# Exploring Classification Performance

Let's load in any libraries we will use in this notebook. 

In [1]:
import numpy as np
import matplotlib.pyplot as plt
from sklearn.model_selection import train_test_split
import seaborn as sns

#import torch which has many of the functions to build deep learning models and to train them
import torch
import torch.nn as nn
import torch.nn.functional as F
import torch.optim as optim
from torch.utils.data import Subset

#import torchvision, which was lots of functions for loading and working with image data
import torchvision
import torchvision.transforms as transforms


#this is a nice progress bar representation that will be good to measure progress during training
import tqdm

#for creating confusion matrices from predictions
from sklearn.metrics import ConfusionMatrixDisplay

# 1) Splitting into a training and validation dataset

As we did in Week 5, we're going to use the dataset with 20 dog species. 
However, I'm using the 'train' folder as train and validation dataset, while the 'val' folder will be our test dataset where we will compute evaluation metrics.

In [2]:
imagenet_means = (0.485, 0.456, 0.406)
imagenet_stds = (0.229, 0.224, 0.225)

transform = transforms.Compose(
    [transforms.ToTensor(),
    transforms.Resize((224, 224)), 
     transforms.Normalize(imagenet_means, imagenet_stds)])

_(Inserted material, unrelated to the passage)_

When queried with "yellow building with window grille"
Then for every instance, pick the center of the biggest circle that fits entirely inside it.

trainval_dataset = torchvision.datasets.ImageFolder('../Week 5/stanford_dogs_subset/train', transform=transform)

Let's look the number of samples per class in the ''stanford_dogs_subset/train''

In [None]:
num_classes = len(trainval_dataset.classes)
plt.figure(figsize=(10,5))
g = sns.catplot(x=trainval_dataset.targets, kind="count", height=4, aspect=1)
g.set_axis_labels("Class Label", "Count")
for ax in g.axes.flatten():
    ax.set_xticks(range(num_classes))
    ax.set_xticklabels(trainval_dataset.classes, rotation=90)
plt.show()

As we know, the classes are not uniformly distributed; different classes have different numbers of samples. How should we split this dataset?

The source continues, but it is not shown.